Recently, international investigative teams discovered a novel way to potentially stop lung scarring.
Science Translational Medicine
Part of the body’s immune response to tissue injury, interleukin-11 (IL-11) is a signaling protein known to be involved in fibrosis (scarring) of the kidneys and heart.
While it has been unclear whether IL-11 is pro- or antifibrotic, a new study showed that people with IPF have higher IL-11 activity in fibroblasts of the lungs, causing these cells to become myofibroblasts, destroy lung tissue, and form scar.* Researchers from Singapore, Europe, and the US demonstrated that IL-11 is secreted in greater amounts by lung fibroblasts in people with IPF, and that disease severity is linked to IL-11 activity.
- Examining lung tissue of IPF patients (in vitro), they showed that IL-11 stimulates lung fibroblasts to become myofibroblasts that secrete collagen—an important component inducing fibrosis.
- Examining mice (in vivo), they saw that injecting IL-11 led to lung myofibroblasts and fibrosis.

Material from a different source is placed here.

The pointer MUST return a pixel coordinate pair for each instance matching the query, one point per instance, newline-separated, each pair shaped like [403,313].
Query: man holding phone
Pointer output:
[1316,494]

- The researchers saw that removing IL-11 receptors on lung fibroblasts protected mice with PF from profibrotic signaling and scar formation.
- Teams then used a therapeutic antibody drug to bind IL-11, neutralizing it, and block the lung fibroblast-to-myofibroblast activation process.
- Antibody treatment reduced lung inflammation and “reversed” fibrosis as it blocked profibrotic signaling in a mouse model of pulmonary fibrosis. Extension to human fibrotic diseases needs to be investigated.
British Lung Foundation chair Toby Maher explained the study’s importance in a news release, stating,
“We desperately need new therapies to genuinely transform outcomes for people with IPF. This exciting research highlights the importance of IL-11 in driving the development of fibrosis and gives hope for a new treatment approach to halt and maybe even reverse the devastating lung scarring of IPF.”
Lead author Stuart Cook of the MRC London Institute of Medical Sciences said the group aims to test the antibodies in human safety trials by the close of next year and begin IPF patient clinical trials in 2021.
The research article can be found at:
*Ng, B.; Dong, J.; D’Agostino; et al. (2019). Interleukin-11 is a therapeutic target in idiopathic pulmonary fibrosis. Science Translational Medicine, 11(511).